Contentions such as those urged by the employer in the present case that commutation impinges upon constitutional due process or statutory rights to terminate weekly awards have generally been unsuccessful. See Livingston v. Loffland Brothers Co., 86 N.M. 372, 524 P.2d 991 (1974); 3 A. Larson, The Law of Workmen's Compensation § 82.72 (1976); 82 Am.Jur.2d, Workmen's Compensation §§ 654-57 (1976).
The action of the trial judge in ordering commutation has serious consequences both for the employee or dependents and for the employer and its insurer. It should not be ordered perfunctorily or without a careful inquiry by the trial judge as to all of the facts and circumstances. It should be borne in mind that partial commutation into more than one lump-sum payment can be authorized if the circumstances so warrant. In the present case we are of the opinion that it would have been better had the trial judge conducted more detailed inquiry as to the specific plans of the claimant to purchase a residence.
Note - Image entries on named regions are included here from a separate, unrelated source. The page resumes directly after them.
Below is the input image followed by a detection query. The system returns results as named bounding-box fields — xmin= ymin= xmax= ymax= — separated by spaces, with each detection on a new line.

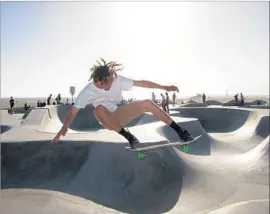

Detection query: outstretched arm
xmin=134 ymin=80 xmax=179 ymax=92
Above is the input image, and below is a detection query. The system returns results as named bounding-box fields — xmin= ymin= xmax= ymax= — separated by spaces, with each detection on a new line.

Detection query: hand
xmin=163 ymin=85 xmax=179 ymax=92
xmin=51 ymin=127 xmax=67 ymax=144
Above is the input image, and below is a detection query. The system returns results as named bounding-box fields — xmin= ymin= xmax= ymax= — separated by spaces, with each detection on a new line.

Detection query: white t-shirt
xmin=74 ymin=75 xmax=133 ymax=112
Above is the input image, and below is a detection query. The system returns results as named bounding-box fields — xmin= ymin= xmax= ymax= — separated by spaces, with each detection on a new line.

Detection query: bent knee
xmin=95 ymin=105 xmax=106 ymax=117
xmin=141 ymin=99 xmax=154 ymax=111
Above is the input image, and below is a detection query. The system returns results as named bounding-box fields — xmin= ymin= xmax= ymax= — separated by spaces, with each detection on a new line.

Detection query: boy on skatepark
xmin=52 ymin=59 xmax=194 ymax=148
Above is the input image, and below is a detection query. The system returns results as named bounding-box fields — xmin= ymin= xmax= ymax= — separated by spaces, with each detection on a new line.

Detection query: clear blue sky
xmin=1 ymin=2 xmax=269 ymax=98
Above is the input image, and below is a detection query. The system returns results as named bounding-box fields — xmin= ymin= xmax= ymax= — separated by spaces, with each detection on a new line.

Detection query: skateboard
xmin=125 ymin=135 xmax=201 ymax=159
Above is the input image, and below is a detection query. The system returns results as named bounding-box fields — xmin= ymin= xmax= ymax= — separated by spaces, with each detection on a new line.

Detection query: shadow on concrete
xmin=0 ymin=125 xmax=12 ymax=134
xmin=1 ymin=141 xmax=185 ymax=213
xmin=175 ymin=108 xmax=251 ymax=133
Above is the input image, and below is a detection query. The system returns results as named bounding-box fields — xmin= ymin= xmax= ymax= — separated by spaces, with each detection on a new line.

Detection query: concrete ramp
xmin=0 ymin=107 xmax=269 ymax=214
xmin=209 ymin=200 xmax=269 ymax=214
xmin=174 ymin=108 xmax=269 ymax=141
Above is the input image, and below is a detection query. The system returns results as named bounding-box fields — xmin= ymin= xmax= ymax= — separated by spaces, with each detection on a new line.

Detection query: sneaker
xmin=179 ymin=130 xmax=194 ymax=142
xmin=127 ymin=133 xmax=140 ymax=149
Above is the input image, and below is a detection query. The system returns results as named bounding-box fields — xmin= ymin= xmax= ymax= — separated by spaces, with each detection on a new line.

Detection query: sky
xmin=1 ymin=2 xmax=269 ymax=99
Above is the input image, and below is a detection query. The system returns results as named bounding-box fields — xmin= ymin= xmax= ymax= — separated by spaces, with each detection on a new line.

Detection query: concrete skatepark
xmin=0 ymin=103 xmax=269 ymax=214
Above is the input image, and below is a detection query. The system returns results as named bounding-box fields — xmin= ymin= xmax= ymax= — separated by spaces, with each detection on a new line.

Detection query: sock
xmin=170 ymin=121 xmax=184 ymax=134
xmin=118 ymin=128 xmax=130 ymax=140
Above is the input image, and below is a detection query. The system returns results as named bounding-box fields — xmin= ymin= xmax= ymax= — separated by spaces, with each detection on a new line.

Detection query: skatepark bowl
xmin=0 ymin=106 xmax=269 ymax=214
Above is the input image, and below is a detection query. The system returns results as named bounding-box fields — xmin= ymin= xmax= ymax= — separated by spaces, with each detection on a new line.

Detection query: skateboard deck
xmin=125 ymin=135 xmax=201 ymax=152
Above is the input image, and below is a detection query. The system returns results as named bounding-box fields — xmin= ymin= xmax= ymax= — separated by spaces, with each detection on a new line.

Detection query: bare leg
xmin=95 ymin=105 xmax=122 ymax=132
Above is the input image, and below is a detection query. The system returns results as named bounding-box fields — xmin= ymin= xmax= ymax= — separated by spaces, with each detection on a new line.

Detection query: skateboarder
xmin=52 ymin=59 xmax=193 ymax=148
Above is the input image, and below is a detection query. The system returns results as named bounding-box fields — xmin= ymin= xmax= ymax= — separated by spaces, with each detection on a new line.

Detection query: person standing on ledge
xmin=52 ymin=59 xmax=194 ymax=148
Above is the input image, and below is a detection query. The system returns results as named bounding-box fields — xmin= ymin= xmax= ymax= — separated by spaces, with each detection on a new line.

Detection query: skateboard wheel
xmin=137 ymin=152 xmax=145 ymax=159
xmin=182 ymin=145 xmax=189 ymax=152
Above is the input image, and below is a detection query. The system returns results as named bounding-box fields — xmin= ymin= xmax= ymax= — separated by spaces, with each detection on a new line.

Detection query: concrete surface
xmin=0 ymin=106 xmax=269 ymax=214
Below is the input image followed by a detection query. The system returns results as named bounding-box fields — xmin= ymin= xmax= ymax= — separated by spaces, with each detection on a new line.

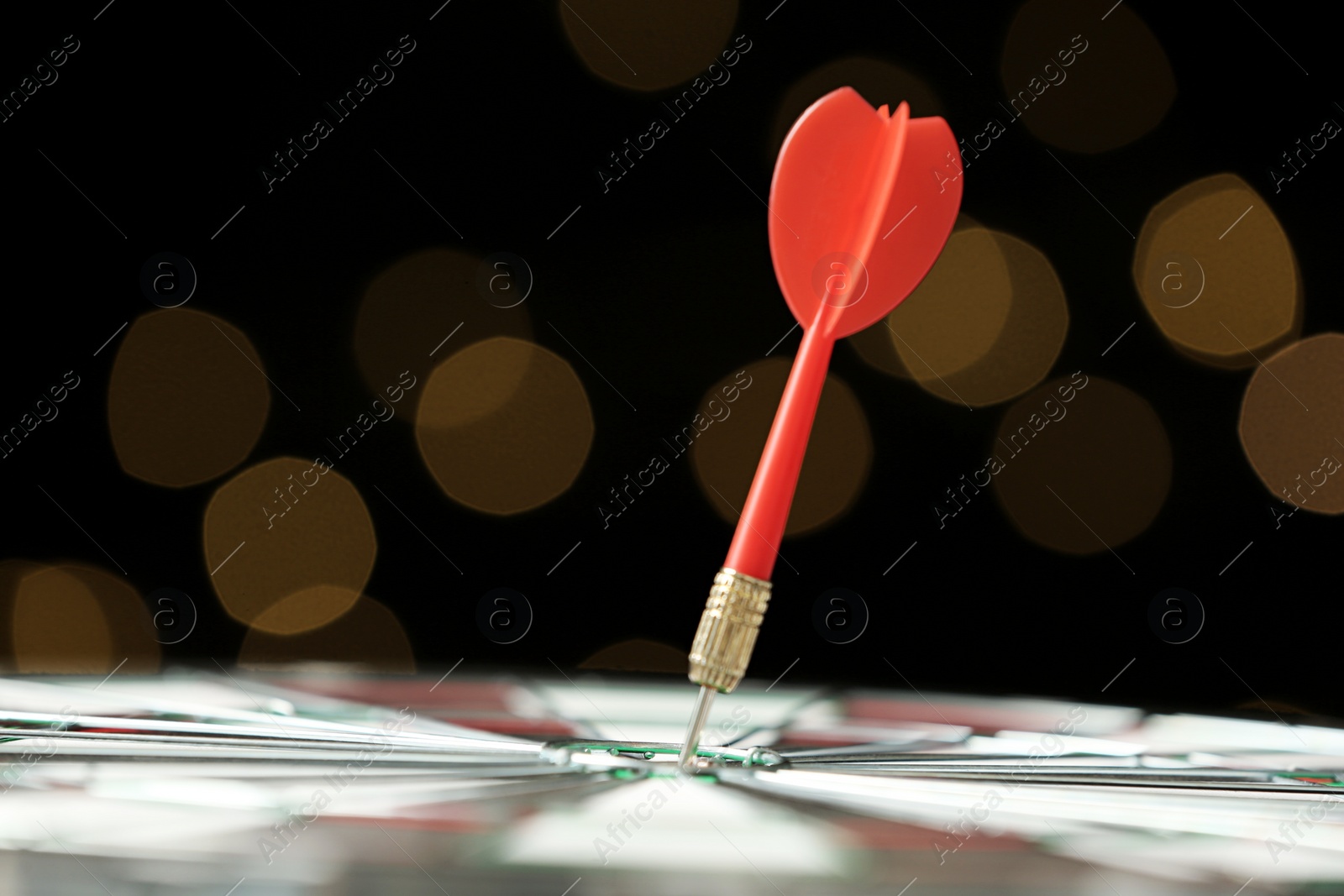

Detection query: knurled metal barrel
xmin=690 ymin=569 xmax=770 ymax=693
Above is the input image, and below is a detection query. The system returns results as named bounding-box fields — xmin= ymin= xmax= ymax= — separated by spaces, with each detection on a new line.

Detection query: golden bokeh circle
xmin=108 ymin=307 xmax=270 ymax=486
xmin=580 ymin=638 xmax=687 ymax=676
xmin=415 ymin=336 xmax=593 ymax=516
xmin=9 ymin=563 xmax=160 ymax=674
xmin=1133 ymin=175 xmax=1302 ymax=368
xmin=238 ymin=592 xmax=415 ymax=674
xmin=999 ymin=0 xmax=1176 ymax=153
xmin=1238 ymin=333 xmax=1344 ymax=515
xmin=844 ymin=212 xmax=983 ymax=380
xmin=995 ymin=372 xmax=1172 ymax=555
xmin=556 ymin=0 xmax=751 ymax=92
xmin=885 ymin=227 xmax=1068 ymax=407
xmin=354 ymin=249 xmax=533 ymax=419
xmin=0 ymin=558 xmax=43 ymax=672
xmin=693 ymin=359 xmax=872 ymax=536
xmin=204 ymin=457 xmax=378 ymax=634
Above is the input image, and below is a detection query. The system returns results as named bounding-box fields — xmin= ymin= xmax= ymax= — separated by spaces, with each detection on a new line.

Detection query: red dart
xmin=681 ymin=87 xmax=963 ymax=766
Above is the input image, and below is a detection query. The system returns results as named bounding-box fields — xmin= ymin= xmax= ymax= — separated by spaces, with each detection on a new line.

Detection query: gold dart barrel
xmin=690 ymin=569 xmax=770 ymax=693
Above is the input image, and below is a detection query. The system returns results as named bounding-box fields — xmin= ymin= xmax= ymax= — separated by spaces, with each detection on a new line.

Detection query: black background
xmin=0 ymin=0 xmax=1344 ymax=715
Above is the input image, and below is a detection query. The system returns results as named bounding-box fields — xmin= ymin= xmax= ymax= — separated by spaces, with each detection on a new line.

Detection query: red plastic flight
xmin=723 ymin=87 xmax=963 ymax=580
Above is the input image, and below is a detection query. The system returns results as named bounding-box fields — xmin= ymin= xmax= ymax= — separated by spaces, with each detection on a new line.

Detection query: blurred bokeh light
xmin=690 ymin=359 xmax=872 ymax=536
xmin=995 ymin=374 xmax=1172 ymax=555
xmin=415 ymin=336 xmax=593 ymax=515
xmin=238 ymin=592 xmax=415 ymax=674
xmin=558 ymin=0 xmax=738 ymax=90
xmin=1133 ymin=175 xmax=1302 ymax=368
xmin=580 ymin=638 xmax=687 ymax=674
xmin=1238 ymin=333 xmax=1344 ymax=513
xmin=865 ymin=227 xmax=1068 ymax=407
xmin=999 ymin=0 xmax=1176 ymax=153
xmin=108 ymin=307 xmax=270 ymax=486
xmin=204 ymin=457 xmax=378 ymax=634
xmin=11 ymin=563 xmax=160 ymax=674
xmin=354 ymin=249 xmax=533 ymax=419
xmin=844 ymin=212 xmax=981 ymax=379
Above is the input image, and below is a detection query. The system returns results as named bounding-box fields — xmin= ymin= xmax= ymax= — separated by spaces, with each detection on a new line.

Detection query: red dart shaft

Nevertheless, since decisions of this sort are reviewed in this Court only under a material evidence rule, and not de novo, we cannot say that the record is devoid of material evidence to support the conclusions of the trial judge.
The judgment of the trial court is affirmed at the cost of appellants. The cause is remanded to that court for entry of any further orders which may be necessary.
FONES, COOPER, BROCK and DROWOTA, JJ., concur.